Finance Minister Pravin Gordhan’s budget was described as a balancing act in which he tried to navigate a difficult path. There was mixed reaction from political parties, trade unions and civil society in response.
Cosatu general secretary Zwelinzima Vavi said the fact that there was a 2.6% increase in government expenditure made him comfortable.
He said Gordhan tried his best to manage the deficit from 5.2% to 4.7%. “It is impossible to argue for a bigger deficit,” said Vavi.
He bemoaned underspending in infrastructure development. “The fact that R260bn was allocated and only R178bn spent, which is 68%, talks to the levels of paralysis in government.”
Vavi said Gordhan’s statements on job creation were all over the place and not focused.
Deputy shadow minister of finance for the DA, David Ross, told The New Age the party welcomed several presentations, including the reduction in budget deficit, income tax relief and revenue collection. “The increase in revenue collection is a reflection of competency within the South African Revenue Services,” Ross said. “We really appreciate and congratulate the government on a job well done.”
Ross called on the government to improve the youth subsidy and land reform budget allocations.
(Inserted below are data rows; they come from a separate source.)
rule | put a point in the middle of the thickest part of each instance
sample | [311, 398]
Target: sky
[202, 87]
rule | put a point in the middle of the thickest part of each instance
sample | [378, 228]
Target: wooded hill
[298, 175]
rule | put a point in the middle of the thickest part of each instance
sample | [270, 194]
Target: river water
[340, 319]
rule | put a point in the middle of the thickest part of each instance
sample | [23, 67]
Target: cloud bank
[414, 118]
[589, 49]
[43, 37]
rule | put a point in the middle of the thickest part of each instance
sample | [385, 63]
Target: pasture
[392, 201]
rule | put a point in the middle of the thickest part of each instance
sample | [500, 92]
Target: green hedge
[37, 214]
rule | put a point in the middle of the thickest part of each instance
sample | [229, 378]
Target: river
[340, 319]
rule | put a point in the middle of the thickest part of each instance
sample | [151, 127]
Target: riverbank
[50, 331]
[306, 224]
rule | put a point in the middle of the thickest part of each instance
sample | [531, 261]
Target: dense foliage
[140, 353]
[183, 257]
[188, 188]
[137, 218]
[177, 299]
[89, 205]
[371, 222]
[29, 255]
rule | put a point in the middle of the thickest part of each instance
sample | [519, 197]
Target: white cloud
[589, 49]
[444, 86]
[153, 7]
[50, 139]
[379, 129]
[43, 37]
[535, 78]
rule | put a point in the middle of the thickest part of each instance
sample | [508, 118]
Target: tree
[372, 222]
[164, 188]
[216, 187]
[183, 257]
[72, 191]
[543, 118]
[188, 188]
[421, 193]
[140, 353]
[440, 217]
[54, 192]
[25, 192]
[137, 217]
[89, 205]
He said the land issue was a critical element that needed to be addressed urgently.
IFP leader Mangosuthu Buthelezi said the budget was predictable given what President Jacob Zuma had said in his state of the nation address regarding the infrastructure projects.
He said he doubted that South Africa would achieve the economic growth of 3.6% in 2013 and 4.2% in 2014 as predicted by Gordhan.
Bongani Msomi, secretary-general of the United Democratic Movement, gave Gordhan’s budget the green light but called on the government to eliminate any form of corruption in all the three spheres. “The budget speech was very positive but the high level of corruption might thwart the implementation of job-creation projects in the structures of the government.”
Cope said government must lead the way and prove it can deal with the new budget. “They must show they can spend taxpayers’ money properly,” Cope MP Nic Koornhof said.
The African People’s Convention (APC) welcomed an allocation for water and electricity in informal settlements announced in the government’s budget.
“Indeed, the provision of housing in this country is very slow, therefore providing water and electricity is a step in a right direction,” APC secretary Patrick Sindane said.
In response, AfriForum said the finance minister’s budget speech missed an opportunity by retaining toll fees for Gauteng highways, even though there are more cost-effective methods of recovery to finance these roads.
Kallie Kriel, CEO of AfriForum, said: “The decision to exempt taxis from toll fees while motorists have to pay reduces ordinary motorists to the milk cows of the new tolling system.”
The Black Sash also welcomed the budget, with its advocacy programme manager Nkosikhulule Nyembezi saying it was an encouraging budget.
“We hope spending on infrastructure will go a long way in improving the situation on the ground. We had hoped the minister would talk about food security and revise the grocery items.”